You work hard to make your clients happy and earn awesome customer reviews.
So why let someone else own and control that review content?
The value of reviews goes far beyond five stars. Reviews have the ability to increase your SEO, drive more traffic to your site, and build customer trust in your brand.
However, if you don’t own your customer reviews, you miss out on these benefits…and more.
Don’t miss out on your review content’s value.
Here are 5 of the biggest risks of letting someone else own your review content.
1) Your SEO will suffer
SEO is complicated and relies on a variety of factors, which is why it’s impossible to directly correlate organic traffic increase to any single factor.
Over the course of three months, you can see the impact reviews had on their SEO.

Reviews have serious SEO benefits. When you don’t own your reviews, you’re giving all that SEO juice to another company.
You’re allowing another site to rank higher than you in search engines – using your content to do so!
When search engines crawl the web, they look through a site’s content to rank them in results. If your content is on another company’s site, search engines won’t see it when they crawl your content.
When you own your own reviews, you not only have the content on your site, but you can also add a minisite, or a static webpage with all the data generated from product reviews, that makes it even easier for search engines to crawl.

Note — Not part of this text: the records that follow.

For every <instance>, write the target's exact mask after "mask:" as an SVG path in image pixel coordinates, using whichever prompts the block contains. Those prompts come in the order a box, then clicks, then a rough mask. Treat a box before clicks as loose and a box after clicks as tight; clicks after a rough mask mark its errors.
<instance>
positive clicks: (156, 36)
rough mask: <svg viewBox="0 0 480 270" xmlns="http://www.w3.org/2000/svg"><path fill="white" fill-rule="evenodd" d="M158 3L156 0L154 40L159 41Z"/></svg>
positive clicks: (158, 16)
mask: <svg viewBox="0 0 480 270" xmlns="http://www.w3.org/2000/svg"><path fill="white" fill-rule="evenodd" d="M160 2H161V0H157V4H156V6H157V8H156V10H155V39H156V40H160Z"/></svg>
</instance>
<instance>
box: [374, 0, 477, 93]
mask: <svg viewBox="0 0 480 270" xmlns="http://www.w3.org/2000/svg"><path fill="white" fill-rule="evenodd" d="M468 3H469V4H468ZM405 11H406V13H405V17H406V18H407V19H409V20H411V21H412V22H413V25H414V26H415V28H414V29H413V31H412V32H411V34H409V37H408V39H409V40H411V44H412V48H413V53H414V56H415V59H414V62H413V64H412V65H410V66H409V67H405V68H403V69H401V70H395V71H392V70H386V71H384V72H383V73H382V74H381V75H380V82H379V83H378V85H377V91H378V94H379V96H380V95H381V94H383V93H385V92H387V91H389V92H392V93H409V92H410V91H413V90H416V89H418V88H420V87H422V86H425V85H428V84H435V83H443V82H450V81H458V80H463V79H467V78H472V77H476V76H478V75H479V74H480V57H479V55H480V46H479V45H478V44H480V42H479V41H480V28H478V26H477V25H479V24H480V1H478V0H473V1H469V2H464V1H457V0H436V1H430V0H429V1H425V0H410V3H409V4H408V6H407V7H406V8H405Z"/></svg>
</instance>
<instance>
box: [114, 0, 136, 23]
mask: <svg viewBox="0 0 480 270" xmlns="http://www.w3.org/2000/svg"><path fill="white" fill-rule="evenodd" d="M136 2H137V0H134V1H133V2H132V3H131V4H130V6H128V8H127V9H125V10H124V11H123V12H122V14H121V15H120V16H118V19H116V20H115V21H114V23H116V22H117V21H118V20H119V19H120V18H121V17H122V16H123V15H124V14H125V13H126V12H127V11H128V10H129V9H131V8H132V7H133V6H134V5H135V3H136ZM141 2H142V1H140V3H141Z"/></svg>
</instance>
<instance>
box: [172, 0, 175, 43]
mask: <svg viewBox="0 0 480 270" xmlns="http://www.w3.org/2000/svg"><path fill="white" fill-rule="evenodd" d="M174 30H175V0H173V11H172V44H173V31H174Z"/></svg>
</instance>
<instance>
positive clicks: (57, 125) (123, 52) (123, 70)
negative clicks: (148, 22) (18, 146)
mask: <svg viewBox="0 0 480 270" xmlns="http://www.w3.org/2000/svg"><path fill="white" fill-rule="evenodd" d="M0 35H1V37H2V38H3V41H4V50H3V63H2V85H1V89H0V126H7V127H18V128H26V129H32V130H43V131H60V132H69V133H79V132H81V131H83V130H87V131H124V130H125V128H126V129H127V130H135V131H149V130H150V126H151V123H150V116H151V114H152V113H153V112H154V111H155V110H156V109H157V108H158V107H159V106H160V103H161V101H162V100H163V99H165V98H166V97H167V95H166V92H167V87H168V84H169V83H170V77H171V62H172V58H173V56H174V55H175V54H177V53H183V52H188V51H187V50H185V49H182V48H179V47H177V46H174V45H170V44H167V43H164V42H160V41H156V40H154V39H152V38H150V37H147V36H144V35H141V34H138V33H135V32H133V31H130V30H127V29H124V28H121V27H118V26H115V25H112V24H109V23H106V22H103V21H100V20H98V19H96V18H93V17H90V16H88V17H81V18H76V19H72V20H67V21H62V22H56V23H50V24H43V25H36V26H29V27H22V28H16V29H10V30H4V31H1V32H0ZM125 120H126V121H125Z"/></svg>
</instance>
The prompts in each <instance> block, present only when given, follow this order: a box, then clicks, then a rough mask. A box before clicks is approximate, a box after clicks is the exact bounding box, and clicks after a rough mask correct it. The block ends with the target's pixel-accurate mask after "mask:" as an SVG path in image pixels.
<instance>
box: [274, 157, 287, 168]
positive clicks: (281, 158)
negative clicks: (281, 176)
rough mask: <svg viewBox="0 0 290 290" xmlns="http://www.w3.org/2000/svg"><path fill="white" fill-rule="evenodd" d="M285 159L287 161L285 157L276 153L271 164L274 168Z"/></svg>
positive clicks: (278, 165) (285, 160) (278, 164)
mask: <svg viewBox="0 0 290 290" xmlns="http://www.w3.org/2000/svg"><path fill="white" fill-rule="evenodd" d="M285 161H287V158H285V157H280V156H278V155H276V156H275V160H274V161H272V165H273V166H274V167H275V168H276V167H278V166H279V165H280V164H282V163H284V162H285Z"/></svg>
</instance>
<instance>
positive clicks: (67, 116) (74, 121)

[Tweet “When you don’t own your reviews, you’re giving away SEO juice.”]
Owning your content is vital for both eCommerce and local SEO strategies.
2) You’ll miss out on high-converting organic traffic
Reviews are super powerful for building long-tail keywords. These longer keywords have very high purchase intent because people searching for them are often very close to purchasing a specific item.
Stores that rank well for many long-tail keywords see that the results are often greater than just ranking well for one big keyword.
Why?
When people write reviews, they may say something like, “These are the most affordable tennis shoes I’ve bought in years!”
While your site may be optimized for big keywords like “tennis shoes,” “budget tennis shoes,” and “comfortable tennis shoes” in search engines, maybe you never thought to optimize for “most affordable tennis shoes.” After all, you can’t rank for everything.
Luckily, this review content allows you to show up at the top of search results for tons of long-tail keyword phrases like this. People searching for such specific items tend to have high conversion rates because they know exactly what they want.
By putting your review content in someone else’s hands, you won’t get the sales from all these long-tail searches.
[Tweet “Not owning your review content means you miss out on long-tail keywords.”]
3) Your traffic will wander away
Not only are you missing out on organic traffic to your site, but you’re also letting potential customers go to another site before yours.
Your goal should be to appear at the top of search engines and get traffic to your site. Using another site to host reviews means that traffic goes to them first, not you.
Also, when your reviews are on another site, you’re allowing customers to see you lined up right next to tons of your competitors. You want customers to come to your site, to see your brand, and to assess you and only you.
You don’t want them to possibly happen upon your company in a list of 50 other stores and then compare and contrast in their head which is best.
You should always bring traffic directly to you, without any detours in the process.
If you own your customer reviews, you can have complete control over where they’re displayed, how they’re displayed, and how you can leverage the content for marketing. You can use reviews to drive even more traffic by repurposing the content in social ads and more.

4) Your reputation will be out of your control
When you allow another company to have your reviews, you lose the ability to access the valuable data about those reviews and use it to help you make smarter business choices.
You also put your reputation at risk – you can’t control fake reviews or fight back against inaccurate claims.
When you own your review content, you can know confidently the reviews are genuine.
Additionally, you can moderate reviews to make sure that only verified reviews are being posted and that negative product reviews receive a response, thus focusing on how to make customers happy and take-in their valuable feedback.
You don’t risk your reputation being tarnished by a competitor or having a review associated with your brand name filled with inappropriate comments or curse words.
5) You put your customer reviews at risk
In case we haven’t said it enough: your review content is extremely valuable. By letting someone else own your content, you also let them own the value of that content.
You need to be able to export reviews in case you switch to a different review platform, and also able to import all your past reviews so you never lose that valuable data.
Sure, you can re-post the original reviews on your site, but how can you (or shoppers) trust their authenticity?
The only way to vouch for your customer reviews confidently is by owning the content yourself.
Conclusion
Make sure you understand the full implications of letting a third-party company own your review content.